Per circa trent'anni lo sviluppo locale nella forma di Dorsali, Distretti, aree a specializzazione produttiva, industrializzazione diffusa, ha dato forma a modelli originali di organizzazione dell'economia e della società. Un percorso di sviluppo che ha in buona misura ricalcato la teoria dell'economista francese “dei trenta gloriosi”. Un periodo di prosperità, di crescita e a volte di opulenza che ha trasformato un paese profondamente rurale, micro comunitario e confessionale - così si presentava l'Italia negli anni ‘50 – in un paese industriale, urbano e laico - l'immagine più diffusa fin verso gli anni '90. Una maturità che è contrassegnata da un'ulteriore evoluzione indotta dal passaggio da un'economia caratterizzata dalla scarsa mobilità di capitale e lavoro e dalla relativa stabilità di modelli produttivi e delle carriere lavorative ad un'economia contrassegnata dalla fluidità dei ruoli, dalla mobilità geografica dei fattori produttivi e dalla velocità delle comunicazioni da un punto all'altro del sistema globale.

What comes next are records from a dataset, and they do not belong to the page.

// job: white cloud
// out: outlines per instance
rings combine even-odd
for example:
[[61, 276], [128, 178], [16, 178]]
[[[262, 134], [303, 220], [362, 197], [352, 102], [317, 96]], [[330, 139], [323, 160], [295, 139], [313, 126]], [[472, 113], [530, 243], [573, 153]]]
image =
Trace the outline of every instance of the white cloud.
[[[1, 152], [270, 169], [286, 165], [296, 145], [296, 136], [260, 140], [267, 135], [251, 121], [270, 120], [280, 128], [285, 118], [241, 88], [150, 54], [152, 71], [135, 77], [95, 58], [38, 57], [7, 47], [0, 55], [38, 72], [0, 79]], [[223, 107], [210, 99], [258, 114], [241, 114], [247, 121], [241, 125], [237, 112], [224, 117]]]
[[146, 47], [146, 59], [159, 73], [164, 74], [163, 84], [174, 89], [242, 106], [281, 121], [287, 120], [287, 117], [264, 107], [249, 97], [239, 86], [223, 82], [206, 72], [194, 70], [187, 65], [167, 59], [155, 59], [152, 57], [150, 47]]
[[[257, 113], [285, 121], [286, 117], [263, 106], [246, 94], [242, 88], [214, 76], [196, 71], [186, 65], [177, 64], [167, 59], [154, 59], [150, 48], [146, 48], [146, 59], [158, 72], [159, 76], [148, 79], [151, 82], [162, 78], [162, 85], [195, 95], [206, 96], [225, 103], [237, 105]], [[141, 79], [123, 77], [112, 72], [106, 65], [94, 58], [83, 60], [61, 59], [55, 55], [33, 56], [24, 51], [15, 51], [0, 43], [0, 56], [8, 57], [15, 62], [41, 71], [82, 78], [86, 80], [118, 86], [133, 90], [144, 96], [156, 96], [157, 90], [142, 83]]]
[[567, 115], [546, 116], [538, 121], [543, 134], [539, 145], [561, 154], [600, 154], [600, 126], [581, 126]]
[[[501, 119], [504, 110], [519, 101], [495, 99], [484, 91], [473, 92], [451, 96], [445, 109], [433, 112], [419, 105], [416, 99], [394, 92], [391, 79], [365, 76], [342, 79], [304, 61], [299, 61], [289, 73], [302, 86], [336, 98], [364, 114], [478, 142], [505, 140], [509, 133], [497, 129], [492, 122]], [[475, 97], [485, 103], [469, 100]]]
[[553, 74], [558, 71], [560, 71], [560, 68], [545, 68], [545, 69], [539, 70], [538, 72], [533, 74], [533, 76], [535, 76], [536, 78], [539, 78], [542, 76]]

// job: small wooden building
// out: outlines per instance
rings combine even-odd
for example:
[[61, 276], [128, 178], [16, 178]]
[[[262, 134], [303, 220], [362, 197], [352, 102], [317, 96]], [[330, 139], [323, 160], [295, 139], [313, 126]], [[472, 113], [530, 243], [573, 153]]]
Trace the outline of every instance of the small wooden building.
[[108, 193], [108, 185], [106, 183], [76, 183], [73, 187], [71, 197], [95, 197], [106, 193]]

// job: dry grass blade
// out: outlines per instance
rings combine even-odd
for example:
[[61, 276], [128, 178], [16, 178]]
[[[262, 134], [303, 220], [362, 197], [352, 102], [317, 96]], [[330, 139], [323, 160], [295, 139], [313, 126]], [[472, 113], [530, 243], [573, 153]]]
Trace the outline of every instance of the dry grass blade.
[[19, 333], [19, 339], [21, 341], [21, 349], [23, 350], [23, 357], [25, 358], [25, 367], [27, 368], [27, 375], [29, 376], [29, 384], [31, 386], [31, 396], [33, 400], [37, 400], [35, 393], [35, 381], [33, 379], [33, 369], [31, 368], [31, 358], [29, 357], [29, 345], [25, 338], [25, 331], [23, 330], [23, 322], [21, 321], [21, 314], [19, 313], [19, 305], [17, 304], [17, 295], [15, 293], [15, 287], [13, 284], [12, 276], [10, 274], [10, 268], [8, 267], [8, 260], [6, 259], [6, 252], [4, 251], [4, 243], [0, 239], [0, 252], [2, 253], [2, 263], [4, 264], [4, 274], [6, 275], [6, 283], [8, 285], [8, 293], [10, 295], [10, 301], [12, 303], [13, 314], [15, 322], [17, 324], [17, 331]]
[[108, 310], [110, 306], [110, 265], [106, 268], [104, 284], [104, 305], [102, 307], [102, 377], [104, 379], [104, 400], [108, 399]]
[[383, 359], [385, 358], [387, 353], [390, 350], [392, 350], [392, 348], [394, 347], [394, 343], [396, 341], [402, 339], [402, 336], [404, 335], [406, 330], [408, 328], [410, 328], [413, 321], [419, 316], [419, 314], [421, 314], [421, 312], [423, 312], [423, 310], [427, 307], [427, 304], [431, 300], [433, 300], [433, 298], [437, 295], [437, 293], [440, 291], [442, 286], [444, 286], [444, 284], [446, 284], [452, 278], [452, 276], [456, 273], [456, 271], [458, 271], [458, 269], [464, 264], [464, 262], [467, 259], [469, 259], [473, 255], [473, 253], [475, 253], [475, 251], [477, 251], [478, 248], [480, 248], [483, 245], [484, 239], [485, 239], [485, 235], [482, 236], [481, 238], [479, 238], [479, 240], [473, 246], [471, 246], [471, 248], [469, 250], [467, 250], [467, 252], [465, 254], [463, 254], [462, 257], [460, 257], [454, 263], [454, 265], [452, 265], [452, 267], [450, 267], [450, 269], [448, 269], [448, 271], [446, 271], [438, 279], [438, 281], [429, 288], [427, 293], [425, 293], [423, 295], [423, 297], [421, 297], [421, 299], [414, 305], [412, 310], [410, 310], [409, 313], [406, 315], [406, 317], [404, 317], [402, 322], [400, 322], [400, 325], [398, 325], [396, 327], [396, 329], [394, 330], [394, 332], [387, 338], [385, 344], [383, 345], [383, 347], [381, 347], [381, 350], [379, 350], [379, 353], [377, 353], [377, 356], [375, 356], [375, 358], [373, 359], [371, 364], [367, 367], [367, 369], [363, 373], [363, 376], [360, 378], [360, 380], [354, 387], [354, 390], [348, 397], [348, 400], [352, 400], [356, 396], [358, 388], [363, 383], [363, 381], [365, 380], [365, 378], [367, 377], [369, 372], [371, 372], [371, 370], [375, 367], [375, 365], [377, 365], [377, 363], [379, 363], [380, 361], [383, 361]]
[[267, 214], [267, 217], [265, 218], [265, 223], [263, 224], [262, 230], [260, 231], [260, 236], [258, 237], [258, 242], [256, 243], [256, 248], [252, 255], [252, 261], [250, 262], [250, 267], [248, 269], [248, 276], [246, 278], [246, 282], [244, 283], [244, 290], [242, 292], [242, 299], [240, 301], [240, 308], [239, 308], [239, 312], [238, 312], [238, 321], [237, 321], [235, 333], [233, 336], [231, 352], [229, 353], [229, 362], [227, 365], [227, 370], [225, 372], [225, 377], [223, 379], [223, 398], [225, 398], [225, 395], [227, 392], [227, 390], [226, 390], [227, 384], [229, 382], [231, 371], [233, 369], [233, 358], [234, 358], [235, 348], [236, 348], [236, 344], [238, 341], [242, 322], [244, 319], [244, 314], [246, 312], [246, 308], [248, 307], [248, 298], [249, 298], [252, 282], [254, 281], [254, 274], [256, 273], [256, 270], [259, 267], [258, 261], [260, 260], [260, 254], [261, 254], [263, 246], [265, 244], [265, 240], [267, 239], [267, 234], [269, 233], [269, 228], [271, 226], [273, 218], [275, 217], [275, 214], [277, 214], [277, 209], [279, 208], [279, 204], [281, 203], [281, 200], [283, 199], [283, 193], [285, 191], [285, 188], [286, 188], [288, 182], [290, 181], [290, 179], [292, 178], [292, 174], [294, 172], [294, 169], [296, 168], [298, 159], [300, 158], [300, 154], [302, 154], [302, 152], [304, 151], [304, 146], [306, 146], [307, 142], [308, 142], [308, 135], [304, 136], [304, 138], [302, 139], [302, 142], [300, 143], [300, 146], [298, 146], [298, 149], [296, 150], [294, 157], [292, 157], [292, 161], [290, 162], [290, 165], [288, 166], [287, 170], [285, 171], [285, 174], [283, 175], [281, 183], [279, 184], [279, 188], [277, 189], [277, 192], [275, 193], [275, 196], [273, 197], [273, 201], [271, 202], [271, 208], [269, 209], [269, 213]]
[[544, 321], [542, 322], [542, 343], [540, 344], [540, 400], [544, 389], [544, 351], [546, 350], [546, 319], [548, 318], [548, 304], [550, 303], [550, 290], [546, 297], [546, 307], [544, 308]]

Ci si riferisce al passaggio dall'economia dei luoghi all'economia dei flussi. La polarizzazione tra economia dei luoghi ed economia dei flussi, tra luogo e spazio, cambia i significati attraverso cui i soggetti vivono la dimensione territoriale. Per lungo tempo il “sistema Paese” è stato un laboratorio dove si sono incrociati, - generando processi sociali ed economici virtuosi - elementi di natura materiale con preesistenze ”immateriali” appartenenti cioè ad uno specifico e, molte volte, originale contesto territoriale. Nel contesto dell'economia della conoscenza e delle reti, queste immagini e queste esperienze tuttavia non sembrano più sufficienti a generare nuove, diverse ed originali forme economiche, imprenditoriali e più in generale di vita. L'Italia, appare così un paese “incerto”, in difficoltà nell'immaginare, individuare e percorre nuove traiettorie di futuro, anche perché molti dei caratteri e degli elementi che hanno alimentato l'atipicità del modello italiano (piccola impresa a carattere famigliare, mobilità sociale, cetomedizzazione, mito della laboriosità, autonomia della politica, ……) appaiono oggi inadeguati a fornire quelle energie culturali che sempre più sono alla base di nuovi comportamenti sociali. Il processo di trasformazione dell'economia italiana e le opportunità “rigenerative” ad essa collegate sollecitano il senso di responsabilità e la qualità delle classi dirigenti locali, nonché la loro capacità di individuare percorsi di sviluppo e di rilancio coerenti sia con le identità distintive del tessuto imprenditoriale che con i nuovi drivers di generazione di valore economico.

La chiave di lettura dei processi socio-economici ed imprenditoriali è la Nuova Economia che marginalizza parte dell'apparato tecnico–formativo, professionale, economico–finanziario e politico che ha sostenuto la precedente "onda lunga" del processo di disseminazione imprenditoriale, di crescita industriale e di democratizzazzione del sistema capitalistico italiano. La sfida competitiva per i territori logo, per i sistemi produttivi locali e per le economie territoriali diviene quella di produrre nuova cultura e di far sì che questa si integri nel patrimonio esistente e gli dia nuova linfa. Si tratta di una sfida alla quale occorre rispondere con modelli mentali ed organizzativi adeguati come quello del distretto culturale - si rimanda al percorso “Economia della cultura e Distretti culturali” - e dell'Economia dell'Esperienza.